Stalley v. Delta Health Group, Inc., 2007 U.S. Dist. LEXIS 5845 (D. Fla. 2007). Stalley brought a qui tam action against a group of skilled nursing facilities for failing to reimburse Medicare under the Medicare Secondary Payer Act (MSP). The action was removed and then the Defendants filed a motion to dismiss for lack of Article III standing. Because he was neither eligible for Medicare nor injured, the Court found that he lacked standing and dismissed the claim. See also Stalley v. Erlanger Health System et al., 2007 U.S. Dist. LEXIS 14589 (E.D. Tenn. 2007) (motions to dismiss granted); Stalley v. Ameris Health Systems, LLC, 2007 U.S. Dist. LEXIS 13200 (E.D. Ark. 2007) (staying action pending 8th Circuit appeal following dismissals in other courts); Stalley v. Genesis Healthcare Corp., 2007 U.S. Dist. LEXIS 17452 (D. Pa. 2007); Brockovich v. Cmty. Med. Ctrs., 2007 U.S. Dist. LEXIS 21355 (D. Cal. 2007).

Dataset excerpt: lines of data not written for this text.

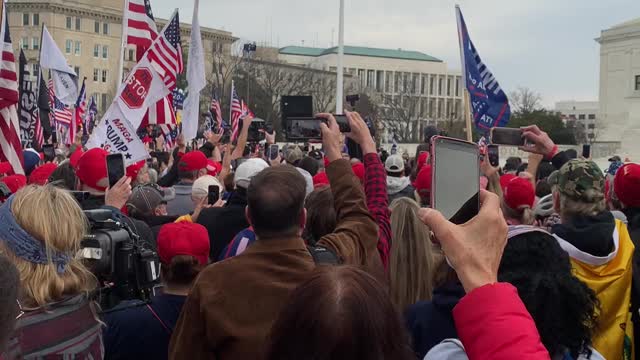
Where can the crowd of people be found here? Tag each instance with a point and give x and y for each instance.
(319, 255)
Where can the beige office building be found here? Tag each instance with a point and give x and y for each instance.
(89, 33)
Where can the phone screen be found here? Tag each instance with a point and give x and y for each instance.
(115, 168)
(456, 179)
(214, 194)
(493, 151)
(49, 152)
(273, 151)
(507, 136)
(303, 128)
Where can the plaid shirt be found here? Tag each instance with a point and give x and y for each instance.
(375, 188)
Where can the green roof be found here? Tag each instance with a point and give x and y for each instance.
(360, 51)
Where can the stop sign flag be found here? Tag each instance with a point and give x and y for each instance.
(137, 88)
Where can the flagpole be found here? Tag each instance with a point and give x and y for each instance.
(340, 79)
(125, 22)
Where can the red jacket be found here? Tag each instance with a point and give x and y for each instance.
(493, 323)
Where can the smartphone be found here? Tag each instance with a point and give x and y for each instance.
(49, 152)
(493, 151)
(507, 136)
(455, 179)
(586, 151)
(273, 151)
(214, 194)
(115, 168)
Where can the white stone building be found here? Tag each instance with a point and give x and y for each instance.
(620, 85)
(437, 91)
(584, 114)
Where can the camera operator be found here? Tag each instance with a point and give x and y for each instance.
(91, 171)
(143, 331)
(42, 228)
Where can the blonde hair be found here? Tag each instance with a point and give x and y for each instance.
(50, 215)
(412, 260)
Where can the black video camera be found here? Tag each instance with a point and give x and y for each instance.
(125, 264)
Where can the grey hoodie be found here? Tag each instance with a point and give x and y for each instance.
(452, 349)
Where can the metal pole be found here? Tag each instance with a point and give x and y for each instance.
(123, 40)
(340, 80)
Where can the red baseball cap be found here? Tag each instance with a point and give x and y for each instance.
(73, 159)
(15, 182)
(358, 169)
(6, 168)
(519, 192)
(626, 184)
(320, 179)
(213, 168)
(505, 179)
(423, 182)
(92, 169)
(40, 176)
(183, 238)
(192, 161)
(134, 169)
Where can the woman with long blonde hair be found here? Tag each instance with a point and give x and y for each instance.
(41, 231)
(413, 259)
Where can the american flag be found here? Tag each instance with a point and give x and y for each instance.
(90, 120)
(141, 26)
(216, 111)
(166, 53)
(81, 108)
(10, 145)
(62, 116)
(236, 113)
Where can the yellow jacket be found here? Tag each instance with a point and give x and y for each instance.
(610, 278)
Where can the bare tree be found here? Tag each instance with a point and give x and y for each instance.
(524, 101)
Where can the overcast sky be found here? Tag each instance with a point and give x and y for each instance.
(546, 45)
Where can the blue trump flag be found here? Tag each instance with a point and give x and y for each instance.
(489, 103)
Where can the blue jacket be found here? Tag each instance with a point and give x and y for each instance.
(430, 322)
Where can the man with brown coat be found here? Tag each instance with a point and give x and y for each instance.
(233, 303)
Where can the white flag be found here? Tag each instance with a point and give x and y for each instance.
(119, 137)
(195, 77)
(65, 80)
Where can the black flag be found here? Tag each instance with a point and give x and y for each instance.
(27, 106)
(43, 105)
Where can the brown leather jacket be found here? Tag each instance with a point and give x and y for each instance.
(233, 304)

Kelso v. Levitt, 2006 U.S. Dist. LEXIS 26695 (D. Mo. 2006). Plaintiff contested Medicare’s claim under the MSP statute. Initially counsel informed Medicaid by letter that there was no duty to reimburse Medicare due to the holding in Thompson v. Goetzmann, 315 F.3d 457 (5th Cir. 2002). Medicare responded that even if Goetzmann was relevant, it would not apply to beneficiaries residing outside the Fifth Circuit. Later, a malpractice claim was settled for $55,000 and Medicare asserted a claim against the proceeds for $6,896.72. Plaintiff appealed the claim raising four issues: that recovery should be waived due to financial circumstances; that the reimbursement calculation included expenses unrelated to the negligence at issue in the malpractice action; that the reimbursement calculation included amounts previously repaid; and issued involving prompt payment. A hearing was held before an ALJ who ruled in Medicare’s favor. On appeal, the court determined that a Medicare overpayment existed by virtue of Plaintiff’s failure to reimburse Medicare. The parties acknowledged that CMS had the burden of proving the claims were related to Plaintiff’s injury, but contended they discharged that duty by providing a detailed billing summary; the court found that the summary constituted substantial evidence on the record of CMS’s claims. Plaintiff had also requested a waiver of the claim. The court found that a waiver under 42 U.S.C. § 1395gg(c) is not proper unless the Plaintiff is without fault. Here, the Plaintiff was not without fault since she had knowledge of Medicare’s claim, failed to reimburse Medicare and had knowledge of the procedure having previously reimbursed Medicare for certain other payments from an earlier recovery. Plaintiff appealed. Decided: April 26, 2006.